2. Sharing my experiences with my peers helped me immensely. As soon as I started confiding in a few friends, I understood how many of us had taken a similar path to law school. Everyone has put their best foot forward and has given their best efforts to be here today, including me. Therefore, I was in that room full of brilliant colleagues and academics that day because I deserved to be there, sharing my experiences with others, and learning from others' knowledge and expertise in the field of law.
3. Finally, I had to accept that I am a newbie and, possibly, a lifelong learner. I do not have to be perfect at anything. I was only a few weeks into law school, so feeling overwhelmed by the content and the expectations were natural. But, in a field as dynamic as law, I had to accept that this was possibly my new reality. I'd have to accept this "learning phase" and adapt to this new feeling. For starters, I should probably raise my hand in the tutorials and share my thoughts. Whatever is incorrect will most likely be corrected as I learn. Eventually, as I gain enough legal knowledge to talk about legal issues more comfortably, I'll naturally start to speak "like a law student."

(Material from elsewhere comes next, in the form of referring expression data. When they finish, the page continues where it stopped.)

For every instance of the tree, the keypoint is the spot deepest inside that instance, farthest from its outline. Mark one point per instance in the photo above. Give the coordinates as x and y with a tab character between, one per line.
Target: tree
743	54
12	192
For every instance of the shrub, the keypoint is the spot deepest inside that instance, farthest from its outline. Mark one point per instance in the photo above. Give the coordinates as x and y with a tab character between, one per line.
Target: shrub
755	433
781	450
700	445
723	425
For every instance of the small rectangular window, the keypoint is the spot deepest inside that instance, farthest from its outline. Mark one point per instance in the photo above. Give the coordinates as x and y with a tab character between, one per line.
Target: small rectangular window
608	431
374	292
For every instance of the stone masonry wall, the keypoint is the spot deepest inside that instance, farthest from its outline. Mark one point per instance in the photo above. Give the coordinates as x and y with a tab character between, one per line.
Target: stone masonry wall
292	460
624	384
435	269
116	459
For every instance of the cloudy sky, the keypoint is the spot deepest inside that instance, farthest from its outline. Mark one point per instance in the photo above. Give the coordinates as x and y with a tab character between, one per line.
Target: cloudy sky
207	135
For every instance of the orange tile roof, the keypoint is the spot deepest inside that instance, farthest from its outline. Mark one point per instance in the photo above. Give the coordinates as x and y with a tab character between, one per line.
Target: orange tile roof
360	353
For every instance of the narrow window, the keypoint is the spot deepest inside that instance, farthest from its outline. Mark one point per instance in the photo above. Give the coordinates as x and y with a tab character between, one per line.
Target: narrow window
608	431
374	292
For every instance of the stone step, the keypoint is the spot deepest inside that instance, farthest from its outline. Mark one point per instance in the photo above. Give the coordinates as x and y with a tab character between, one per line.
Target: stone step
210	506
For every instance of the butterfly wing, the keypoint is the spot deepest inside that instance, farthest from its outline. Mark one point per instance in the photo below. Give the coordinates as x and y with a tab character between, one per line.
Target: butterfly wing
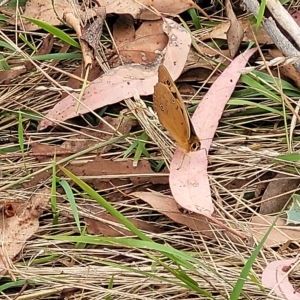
171	115
172	112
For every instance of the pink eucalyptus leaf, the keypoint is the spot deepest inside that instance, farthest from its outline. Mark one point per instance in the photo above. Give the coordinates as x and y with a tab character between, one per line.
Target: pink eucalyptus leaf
275	277
188	171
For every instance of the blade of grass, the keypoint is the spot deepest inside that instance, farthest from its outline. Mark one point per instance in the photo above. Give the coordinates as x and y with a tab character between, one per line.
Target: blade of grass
55	31
53	193
70	196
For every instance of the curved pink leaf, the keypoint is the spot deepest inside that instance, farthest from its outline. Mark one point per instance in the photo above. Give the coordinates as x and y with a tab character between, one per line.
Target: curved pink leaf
188	171
276	278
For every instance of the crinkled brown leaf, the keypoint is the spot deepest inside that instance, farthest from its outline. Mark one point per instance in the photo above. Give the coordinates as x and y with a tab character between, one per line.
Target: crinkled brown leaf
17	229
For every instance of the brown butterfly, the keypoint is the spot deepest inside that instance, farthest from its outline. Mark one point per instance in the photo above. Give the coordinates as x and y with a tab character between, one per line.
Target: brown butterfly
172	112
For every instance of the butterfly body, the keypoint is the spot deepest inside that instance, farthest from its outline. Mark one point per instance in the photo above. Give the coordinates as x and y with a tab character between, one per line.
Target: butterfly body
172	112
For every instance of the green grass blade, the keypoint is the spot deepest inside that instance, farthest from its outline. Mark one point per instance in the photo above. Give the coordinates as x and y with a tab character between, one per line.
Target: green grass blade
92	193
70	196
55	31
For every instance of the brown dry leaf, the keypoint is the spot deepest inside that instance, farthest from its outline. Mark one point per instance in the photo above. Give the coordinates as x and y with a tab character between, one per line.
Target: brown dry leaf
280	234
87	51
7	75
235	32
124	81
16	230
91	135
219	32
108	173
45	48
167	206
289	70
187	89
149	41
91	33
278	193
43	11
114	230
123	30
74	83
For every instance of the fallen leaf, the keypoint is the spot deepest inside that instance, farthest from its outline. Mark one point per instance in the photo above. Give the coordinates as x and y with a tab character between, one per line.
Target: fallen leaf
109	226
123	30
141	9
91	33
219	32
147	45
288	70
17	229
188	171
124	80
44	11
167	206
280	234
103	173
293	214
91	135
275	277
277	193
235	32
7	75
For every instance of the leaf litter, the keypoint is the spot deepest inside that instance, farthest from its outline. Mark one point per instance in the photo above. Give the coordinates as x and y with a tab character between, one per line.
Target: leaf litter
237	162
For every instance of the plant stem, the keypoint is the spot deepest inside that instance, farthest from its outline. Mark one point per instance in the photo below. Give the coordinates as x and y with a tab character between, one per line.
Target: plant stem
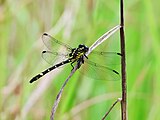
123	65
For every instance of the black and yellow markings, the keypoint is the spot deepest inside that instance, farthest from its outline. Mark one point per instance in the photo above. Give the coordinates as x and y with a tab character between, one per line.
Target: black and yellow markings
74	56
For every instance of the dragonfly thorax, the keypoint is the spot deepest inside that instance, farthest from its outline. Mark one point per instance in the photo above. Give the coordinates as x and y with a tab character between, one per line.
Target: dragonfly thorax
78	52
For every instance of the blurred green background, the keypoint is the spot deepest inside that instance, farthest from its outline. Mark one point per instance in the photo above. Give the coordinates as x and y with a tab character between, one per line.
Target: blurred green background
22	22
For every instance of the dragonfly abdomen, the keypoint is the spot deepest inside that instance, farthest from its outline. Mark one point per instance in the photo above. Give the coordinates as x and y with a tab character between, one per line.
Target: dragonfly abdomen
48	70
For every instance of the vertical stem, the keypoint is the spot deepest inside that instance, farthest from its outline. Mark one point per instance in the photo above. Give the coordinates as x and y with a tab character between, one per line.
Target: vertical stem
123	66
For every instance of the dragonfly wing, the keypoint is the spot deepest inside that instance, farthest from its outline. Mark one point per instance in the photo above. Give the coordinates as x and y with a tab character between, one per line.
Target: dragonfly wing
99	72
105	58
53	44
51	57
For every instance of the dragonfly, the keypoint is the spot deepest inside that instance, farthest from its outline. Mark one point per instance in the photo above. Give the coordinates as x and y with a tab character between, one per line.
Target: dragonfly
72	56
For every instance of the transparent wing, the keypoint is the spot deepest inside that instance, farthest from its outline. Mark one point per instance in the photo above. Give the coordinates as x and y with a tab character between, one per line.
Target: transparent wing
99	72
51	57
105	58
54	45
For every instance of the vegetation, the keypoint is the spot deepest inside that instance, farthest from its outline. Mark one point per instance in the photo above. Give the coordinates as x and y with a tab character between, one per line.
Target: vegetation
23	22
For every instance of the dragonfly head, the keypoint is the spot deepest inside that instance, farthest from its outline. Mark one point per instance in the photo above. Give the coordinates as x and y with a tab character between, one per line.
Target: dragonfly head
83	48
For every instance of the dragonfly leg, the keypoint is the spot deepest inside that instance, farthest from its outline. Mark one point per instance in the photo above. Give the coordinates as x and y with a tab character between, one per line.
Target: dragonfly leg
85	56
72	64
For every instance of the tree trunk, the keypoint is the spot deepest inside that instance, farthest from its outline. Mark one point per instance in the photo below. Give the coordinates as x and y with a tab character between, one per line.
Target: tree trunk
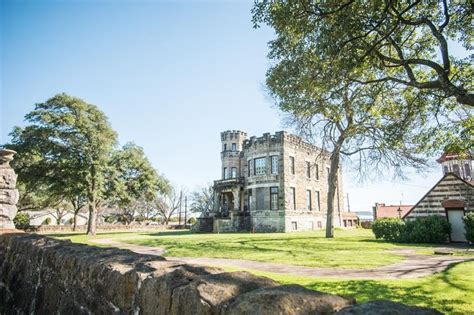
74	224
91	225
332	186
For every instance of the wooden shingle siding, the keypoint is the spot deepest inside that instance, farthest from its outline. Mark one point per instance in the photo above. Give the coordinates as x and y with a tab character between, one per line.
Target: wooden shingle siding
449	187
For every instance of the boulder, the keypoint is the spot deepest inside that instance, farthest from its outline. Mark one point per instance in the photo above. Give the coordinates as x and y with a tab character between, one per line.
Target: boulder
287	299
7	178
9	196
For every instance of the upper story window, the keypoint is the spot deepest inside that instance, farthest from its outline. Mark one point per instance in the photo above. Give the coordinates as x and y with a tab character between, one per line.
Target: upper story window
467	170
293	197
259	166
308	200
274	164
273	198
317	201
292	165
446	169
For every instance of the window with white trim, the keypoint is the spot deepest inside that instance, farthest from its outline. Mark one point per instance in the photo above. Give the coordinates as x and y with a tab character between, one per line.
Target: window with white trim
260	166
274	161
273	198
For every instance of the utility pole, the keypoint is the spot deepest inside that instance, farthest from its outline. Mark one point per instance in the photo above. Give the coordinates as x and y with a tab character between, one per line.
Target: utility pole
185	210
180	203
348	205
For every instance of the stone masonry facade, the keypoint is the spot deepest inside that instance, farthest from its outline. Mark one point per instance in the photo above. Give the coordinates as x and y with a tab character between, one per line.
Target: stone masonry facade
274	183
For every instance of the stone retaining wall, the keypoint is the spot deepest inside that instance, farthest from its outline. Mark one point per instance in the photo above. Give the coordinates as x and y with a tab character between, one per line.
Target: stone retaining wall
105	228
40	275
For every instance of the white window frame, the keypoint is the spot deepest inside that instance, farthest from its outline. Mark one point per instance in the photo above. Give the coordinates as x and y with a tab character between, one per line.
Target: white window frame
260	169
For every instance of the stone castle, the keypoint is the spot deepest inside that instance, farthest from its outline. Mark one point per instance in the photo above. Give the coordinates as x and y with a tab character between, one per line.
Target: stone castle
273	183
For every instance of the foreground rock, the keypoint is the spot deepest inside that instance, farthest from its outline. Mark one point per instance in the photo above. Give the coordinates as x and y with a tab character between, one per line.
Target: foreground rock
40	275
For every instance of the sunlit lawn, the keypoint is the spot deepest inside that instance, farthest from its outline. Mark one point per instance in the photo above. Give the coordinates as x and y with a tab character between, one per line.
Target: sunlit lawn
451	291
349	249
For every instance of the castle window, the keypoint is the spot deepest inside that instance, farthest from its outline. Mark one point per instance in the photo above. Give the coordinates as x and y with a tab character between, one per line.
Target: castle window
249	200
294	225
292	165
293	198
456	169
316	197
308	199
273	198
274	161
259	166
260	198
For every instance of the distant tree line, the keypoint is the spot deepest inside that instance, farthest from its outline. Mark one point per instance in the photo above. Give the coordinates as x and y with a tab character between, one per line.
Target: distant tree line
69	159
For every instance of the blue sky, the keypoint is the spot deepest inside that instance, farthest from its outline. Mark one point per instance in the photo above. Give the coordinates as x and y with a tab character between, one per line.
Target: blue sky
169	75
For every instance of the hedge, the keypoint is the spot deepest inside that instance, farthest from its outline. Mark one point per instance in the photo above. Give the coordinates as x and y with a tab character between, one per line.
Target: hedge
431	229
469	226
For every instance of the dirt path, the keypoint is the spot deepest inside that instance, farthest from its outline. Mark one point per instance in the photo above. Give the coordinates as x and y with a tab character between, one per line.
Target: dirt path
413	266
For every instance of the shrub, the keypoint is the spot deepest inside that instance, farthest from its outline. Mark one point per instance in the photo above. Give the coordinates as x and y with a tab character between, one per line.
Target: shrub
388	229
46	221
22	221
431	229
469	226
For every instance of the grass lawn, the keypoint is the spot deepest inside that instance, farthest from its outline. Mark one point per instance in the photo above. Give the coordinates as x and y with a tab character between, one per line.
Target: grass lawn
451	291
349	249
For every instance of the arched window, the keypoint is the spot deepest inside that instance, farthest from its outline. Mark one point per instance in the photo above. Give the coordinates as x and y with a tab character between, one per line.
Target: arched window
467	170
456	169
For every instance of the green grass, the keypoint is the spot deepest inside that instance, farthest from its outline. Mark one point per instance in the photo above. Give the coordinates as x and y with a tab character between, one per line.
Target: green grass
451	291
349	249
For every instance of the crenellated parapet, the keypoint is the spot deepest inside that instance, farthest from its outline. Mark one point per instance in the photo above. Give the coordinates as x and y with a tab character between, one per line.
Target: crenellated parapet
8	192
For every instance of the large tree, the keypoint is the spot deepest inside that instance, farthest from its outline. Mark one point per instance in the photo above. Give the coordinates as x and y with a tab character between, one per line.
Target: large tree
70	143
405	45
375	125
202	200
134	182
408	43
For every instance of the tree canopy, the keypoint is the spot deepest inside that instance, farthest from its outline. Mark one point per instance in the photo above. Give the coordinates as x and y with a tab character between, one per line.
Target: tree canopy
406	47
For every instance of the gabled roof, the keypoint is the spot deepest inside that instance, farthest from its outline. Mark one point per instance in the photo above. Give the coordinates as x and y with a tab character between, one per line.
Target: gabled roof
452	156
391	211
432	188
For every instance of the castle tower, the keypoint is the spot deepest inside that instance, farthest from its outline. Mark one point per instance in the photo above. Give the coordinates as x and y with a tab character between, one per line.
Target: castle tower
232	143
454	163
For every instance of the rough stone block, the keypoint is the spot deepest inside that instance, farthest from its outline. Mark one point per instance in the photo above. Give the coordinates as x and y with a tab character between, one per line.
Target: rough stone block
9	196
386	308
7	213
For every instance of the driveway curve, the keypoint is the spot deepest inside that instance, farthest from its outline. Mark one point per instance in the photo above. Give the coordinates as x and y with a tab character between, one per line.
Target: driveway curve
413	266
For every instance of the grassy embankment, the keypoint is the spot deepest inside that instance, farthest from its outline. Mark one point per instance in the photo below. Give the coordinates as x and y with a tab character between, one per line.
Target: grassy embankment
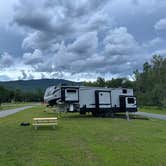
155	110
7	106
82	141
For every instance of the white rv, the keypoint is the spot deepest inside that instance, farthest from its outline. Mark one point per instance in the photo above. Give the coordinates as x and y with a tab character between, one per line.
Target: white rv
98	100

Although I shared a personal journey, it has been one of my greatest learning curves. I'm sure this won't be my first and only experience with imposter syndrome. However, it was important for me to recognize it, acknowledge it and seek possible solutions. My imposter syndrome has not vanished, but it is one that I can manage now that I understand it.
I sincerely hope that anyone who reads this or makes it to the end of this post understands that if they have ever felt this emotion, they are not alone. You have the potential, credentials, and mindset to be here today! Let's start by ticking off step number 1; and celebrating your achievements! Congratulations on getting this far; enjoy your experience in law school, and I will try to do the same!